BT & CT Test Susmita Chakrabarty

The BT & CT test, which is short for Bleeding Time and Clotting Time test, is used to check the amount of time taken by your blood to clot in order to stop bleeding. Most people never get this test done, but it is beneficial for those who are battling a case where bleeding, even from a small cut, does not stop. The test involves making small, shallow cuts on your skin to assess how well do your platelets work to clot blood in case of bleeding. Platelets are cell fragments in the blood that are the first to react in case of an injury to the blood vessel by sealing the wound; this helps prevent excess blood loss.

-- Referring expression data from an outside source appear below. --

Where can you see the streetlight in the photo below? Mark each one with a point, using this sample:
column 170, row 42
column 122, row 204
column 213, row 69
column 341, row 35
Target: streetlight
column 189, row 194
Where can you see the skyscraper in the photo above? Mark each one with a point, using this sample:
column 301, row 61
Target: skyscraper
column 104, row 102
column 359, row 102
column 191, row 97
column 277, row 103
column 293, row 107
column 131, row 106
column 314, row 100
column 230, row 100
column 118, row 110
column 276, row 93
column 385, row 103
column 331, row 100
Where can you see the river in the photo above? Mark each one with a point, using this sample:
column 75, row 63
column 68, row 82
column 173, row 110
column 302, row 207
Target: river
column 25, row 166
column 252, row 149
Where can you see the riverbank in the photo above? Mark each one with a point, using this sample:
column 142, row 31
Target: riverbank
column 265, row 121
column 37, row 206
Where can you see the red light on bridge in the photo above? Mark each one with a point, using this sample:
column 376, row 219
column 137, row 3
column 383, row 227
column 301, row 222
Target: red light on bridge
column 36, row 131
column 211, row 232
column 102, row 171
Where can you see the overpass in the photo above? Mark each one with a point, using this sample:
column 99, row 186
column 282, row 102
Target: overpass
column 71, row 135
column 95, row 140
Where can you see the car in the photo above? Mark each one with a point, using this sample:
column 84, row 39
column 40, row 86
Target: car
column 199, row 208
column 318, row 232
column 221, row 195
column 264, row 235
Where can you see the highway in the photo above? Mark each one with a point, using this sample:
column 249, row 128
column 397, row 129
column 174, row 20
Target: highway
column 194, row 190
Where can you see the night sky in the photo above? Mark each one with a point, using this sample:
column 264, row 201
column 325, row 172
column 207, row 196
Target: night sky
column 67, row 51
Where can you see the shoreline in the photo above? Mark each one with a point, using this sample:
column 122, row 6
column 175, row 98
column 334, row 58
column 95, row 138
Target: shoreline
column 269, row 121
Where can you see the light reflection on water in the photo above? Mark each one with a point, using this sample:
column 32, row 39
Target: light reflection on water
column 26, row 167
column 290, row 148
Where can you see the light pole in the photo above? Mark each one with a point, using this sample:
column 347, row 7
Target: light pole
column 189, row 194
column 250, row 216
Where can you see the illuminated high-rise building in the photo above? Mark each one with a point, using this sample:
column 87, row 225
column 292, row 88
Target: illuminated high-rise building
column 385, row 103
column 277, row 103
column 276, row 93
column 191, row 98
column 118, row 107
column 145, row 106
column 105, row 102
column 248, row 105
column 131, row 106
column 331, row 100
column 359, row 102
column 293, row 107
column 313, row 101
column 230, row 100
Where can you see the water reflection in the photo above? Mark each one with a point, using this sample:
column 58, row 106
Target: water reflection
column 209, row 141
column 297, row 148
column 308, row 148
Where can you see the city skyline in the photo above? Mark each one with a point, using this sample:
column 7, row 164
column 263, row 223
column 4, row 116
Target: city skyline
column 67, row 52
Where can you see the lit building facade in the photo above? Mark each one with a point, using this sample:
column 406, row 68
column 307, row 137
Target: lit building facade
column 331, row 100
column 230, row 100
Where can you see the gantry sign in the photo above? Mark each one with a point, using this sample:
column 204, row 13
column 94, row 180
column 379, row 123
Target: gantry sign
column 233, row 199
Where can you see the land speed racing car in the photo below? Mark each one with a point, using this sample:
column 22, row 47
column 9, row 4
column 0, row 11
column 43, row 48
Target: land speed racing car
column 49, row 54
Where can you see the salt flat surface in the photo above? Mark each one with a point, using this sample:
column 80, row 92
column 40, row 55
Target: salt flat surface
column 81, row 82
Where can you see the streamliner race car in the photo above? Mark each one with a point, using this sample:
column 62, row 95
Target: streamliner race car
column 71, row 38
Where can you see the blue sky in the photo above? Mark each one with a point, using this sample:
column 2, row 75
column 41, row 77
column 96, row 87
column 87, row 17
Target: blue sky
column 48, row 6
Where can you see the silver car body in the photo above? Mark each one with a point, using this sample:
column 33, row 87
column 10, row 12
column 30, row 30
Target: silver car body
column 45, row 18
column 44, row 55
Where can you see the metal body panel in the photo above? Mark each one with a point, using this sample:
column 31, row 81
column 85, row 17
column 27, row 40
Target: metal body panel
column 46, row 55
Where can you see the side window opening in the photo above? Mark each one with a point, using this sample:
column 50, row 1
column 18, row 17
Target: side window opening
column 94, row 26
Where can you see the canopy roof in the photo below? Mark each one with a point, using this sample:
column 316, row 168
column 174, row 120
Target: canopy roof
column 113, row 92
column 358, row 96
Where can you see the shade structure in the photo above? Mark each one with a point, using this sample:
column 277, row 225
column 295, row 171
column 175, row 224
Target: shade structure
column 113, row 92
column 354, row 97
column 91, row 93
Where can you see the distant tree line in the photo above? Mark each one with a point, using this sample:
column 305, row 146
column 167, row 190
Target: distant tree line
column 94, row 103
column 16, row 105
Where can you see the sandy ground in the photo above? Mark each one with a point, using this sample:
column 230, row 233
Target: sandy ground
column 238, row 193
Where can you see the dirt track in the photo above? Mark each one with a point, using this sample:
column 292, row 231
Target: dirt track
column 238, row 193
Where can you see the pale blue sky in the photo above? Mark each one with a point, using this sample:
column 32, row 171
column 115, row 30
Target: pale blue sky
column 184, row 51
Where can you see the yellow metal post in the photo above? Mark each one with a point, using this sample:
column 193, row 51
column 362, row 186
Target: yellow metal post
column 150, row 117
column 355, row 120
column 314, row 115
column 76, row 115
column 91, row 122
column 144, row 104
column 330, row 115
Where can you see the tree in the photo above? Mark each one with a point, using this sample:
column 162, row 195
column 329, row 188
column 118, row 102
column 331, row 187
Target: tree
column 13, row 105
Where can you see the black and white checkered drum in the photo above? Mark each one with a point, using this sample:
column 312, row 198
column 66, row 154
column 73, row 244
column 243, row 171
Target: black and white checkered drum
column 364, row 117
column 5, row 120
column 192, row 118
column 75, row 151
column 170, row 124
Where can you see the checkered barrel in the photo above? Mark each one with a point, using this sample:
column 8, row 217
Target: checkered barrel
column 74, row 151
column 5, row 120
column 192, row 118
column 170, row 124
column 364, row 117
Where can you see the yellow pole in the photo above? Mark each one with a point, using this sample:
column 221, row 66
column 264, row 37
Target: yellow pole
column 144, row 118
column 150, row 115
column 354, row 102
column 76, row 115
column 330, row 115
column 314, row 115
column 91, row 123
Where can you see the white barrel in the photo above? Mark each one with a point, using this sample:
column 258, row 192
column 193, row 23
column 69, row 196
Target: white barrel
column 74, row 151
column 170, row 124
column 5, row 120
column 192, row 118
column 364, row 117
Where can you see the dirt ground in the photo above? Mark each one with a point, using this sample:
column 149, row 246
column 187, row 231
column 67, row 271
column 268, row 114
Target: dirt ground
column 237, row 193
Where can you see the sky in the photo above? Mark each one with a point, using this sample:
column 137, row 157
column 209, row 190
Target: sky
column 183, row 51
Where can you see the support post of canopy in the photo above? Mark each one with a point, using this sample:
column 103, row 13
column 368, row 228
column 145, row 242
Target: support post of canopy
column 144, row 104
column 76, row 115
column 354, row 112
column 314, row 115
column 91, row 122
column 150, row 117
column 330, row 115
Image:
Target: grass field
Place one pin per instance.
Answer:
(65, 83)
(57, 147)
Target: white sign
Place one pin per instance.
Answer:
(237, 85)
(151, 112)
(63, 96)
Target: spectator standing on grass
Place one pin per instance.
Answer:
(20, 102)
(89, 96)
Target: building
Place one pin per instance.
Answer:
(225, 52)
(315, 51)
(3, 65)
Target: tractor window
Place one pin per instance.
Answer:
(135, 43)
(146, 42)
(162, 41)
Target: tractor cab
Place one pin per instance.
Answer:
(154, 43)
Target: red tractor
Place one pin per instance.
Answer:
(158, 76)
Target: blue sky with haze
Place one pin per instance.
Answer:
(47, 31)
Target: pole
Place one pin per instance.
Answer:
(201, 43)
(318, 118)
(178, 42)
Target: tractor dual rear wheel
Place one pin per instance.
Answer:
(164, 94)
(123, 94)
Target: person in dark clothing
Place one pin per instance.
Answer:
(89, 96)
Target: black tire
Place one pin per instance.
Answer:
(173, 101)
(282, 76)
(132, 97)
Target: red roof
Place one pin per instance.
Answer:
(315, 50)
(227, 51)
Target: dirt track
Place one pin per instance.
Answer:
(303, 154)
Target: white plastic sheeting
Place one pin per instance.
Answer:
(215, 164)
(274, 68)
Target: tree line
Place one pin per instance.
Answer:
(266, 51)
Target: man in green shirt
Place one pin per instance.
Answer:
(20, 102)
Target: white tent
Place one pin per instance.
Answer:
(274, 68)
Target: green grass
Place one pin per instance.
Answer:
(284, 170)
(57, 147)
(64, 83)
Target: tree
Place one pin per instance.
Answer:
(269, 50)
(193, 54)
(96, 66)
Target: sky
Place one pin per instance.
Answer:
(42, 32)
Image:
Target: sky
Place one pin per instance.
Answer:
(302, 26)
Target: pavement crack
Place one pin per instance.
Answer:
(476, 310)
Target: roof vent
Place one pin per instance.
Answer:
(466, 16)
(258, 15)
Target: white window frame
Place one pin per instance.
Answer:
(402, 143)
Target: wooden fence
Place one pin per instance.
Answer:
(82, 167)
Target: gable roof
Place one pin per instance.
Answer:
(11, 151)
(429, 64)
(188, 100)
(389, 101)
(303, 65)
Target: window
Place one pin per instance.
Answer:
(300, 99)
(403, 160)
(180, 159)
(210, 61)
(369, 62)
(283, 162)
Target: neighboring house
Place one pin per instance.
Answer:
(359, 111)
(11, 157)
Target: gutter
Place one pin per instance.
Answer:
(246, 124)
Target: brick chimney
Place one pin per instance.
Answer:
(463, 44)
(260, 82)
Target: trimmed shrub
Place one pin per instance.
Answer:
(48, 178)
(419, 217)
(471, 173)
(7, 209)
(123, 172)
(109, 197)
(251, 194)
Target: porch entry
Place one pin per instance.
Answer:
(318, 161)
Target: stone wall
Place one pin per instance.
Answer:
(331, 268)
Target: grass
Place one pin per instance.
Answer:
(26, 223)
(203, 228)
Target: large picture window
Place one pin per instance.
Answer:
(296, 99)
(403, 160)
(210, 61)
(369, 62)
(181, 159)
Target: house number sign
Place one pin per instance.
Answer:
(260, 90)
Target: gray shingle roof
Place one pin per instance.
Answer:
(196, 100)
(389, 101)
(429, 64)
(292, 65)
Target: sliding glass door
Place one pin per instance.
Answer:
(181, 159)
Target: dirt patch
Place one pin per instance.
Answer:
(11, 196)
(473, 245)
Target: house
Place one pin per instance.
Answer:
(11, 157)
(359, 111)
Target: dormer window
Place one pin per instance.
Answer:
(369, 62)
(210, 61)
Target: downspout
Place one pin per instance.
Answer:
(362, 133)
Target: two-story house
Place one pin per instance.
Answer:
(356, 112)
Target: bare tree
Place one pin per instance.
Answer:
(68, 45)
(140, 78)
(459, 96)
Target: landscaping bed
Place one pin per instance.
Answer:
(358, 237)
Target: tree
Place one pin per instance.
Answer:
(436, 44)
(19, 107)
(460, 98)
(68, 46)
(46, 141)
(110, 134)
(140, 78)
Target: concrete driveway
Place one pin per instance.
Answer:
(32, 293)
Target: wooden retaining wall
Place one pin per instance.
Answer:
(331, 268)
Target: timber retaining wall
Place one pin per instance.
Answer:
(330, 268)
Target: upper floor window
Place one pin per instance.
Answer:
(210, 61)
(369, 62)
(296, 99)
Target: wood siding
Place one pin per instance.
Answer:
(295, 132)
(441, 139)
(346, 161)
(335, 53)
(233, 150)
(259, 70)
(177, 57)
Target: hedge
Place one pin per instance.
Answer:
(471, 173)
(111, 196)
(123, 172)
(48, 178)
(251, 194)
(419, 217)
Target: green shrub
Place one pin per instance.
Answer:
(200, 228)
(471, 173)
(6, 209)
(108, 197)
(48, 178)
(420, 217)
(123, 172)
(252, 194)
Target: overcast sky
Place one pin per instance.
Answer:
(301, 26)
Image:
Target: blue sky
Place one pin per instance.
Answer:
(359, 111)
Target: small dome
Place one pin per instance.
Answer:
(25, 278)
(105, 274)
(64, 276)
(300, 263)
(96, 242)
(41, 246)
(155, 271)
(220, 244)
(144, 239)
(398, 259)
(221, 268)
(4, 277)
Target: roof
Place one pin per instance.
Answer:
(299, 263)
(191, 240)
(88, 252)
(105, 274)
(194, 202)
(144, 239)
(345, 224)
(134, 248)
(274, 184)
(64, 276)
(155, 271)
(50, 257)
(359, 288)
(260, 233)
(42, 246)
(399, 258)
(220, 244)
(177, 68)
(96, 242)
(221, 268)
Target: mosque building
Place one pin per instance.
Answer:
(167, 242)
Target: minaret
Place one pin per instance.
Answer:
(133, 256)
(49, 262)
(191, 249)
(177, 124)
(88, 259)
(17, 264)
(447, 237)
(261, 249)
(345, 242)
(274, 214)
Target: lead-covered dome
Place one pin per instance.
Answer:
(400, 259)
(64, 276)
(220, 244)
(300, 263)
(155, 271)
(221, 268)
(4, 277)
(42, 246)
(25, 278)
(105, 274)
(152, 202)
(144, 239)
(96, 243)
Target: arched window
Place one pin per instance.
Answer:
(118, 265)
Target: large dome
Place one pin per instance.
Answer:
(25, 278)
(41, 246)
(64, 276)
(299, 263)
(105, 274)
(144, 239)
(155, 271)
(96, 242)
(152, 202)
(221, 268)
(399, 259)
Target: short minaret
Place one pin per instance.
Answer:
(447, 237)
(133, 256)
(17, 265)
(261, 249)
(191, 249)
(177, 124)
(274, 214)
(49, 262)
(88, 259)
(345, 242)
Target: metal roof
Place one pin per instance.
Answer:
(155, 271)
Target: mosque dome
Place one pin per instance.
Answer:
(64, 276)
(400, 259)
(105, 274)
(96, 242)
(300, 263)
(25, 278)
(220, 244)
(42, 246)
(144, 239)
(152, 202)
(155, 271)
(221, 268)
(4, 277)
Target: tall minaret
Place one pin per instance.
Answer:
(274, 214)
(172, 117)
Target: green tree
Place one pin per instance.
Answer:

Coagulation Disorder, Epistaxis and Platelet Disorder are checked in the test.

Preparation of BT & CT

Before the test, your doctor would want to know about the medications you take. Certain medicines such as aspirin can affect the efficiency of the blood to clot leading to excessive blood loss. Depending on your medications, your doctor may ask you to stop or change some of them a few days before the test. On the day of the test, it is advised to wear shirts and T-shirts that are half-sleeved to make the procedure more convenient and easy. A shirt that easily rolls up can also be worn.

Uses of BT & CT

The test enables the doctor to check if you have any bleeding disorder such as haemophilia or Von Willebrand’s disease. Normal bleeding time is taken to be between one and eight minutes. Anything outside this range points to platelet defects and would require further testing. In case of a chronic disease, platelet dysfunction can be caused over a lifetime, however, proper medication and treatment can help manage that issue.

Procedure or BT & CT test

The procedure or BT CT test involves the following steps: The puncture site will first be cleaned with an antiseptic to minimize any chances of infection. Next, a pressure cuff will be placed on your upper arm and inflated. To test the blood-clotting capacity, your doctor shall make two shallow cuts that are only just deep enough to bleed slightly. After the cuts are made, the pressure cuff will be removed. Your doctor will then use a stopwatch or timer to monitor your bleeding. After every 30 seconds, the doctor will blot the cuts with the paper until the bleeding stops. Once bleeding stops, the time taken for the blood to clot is recorded and your cuts are bandaged.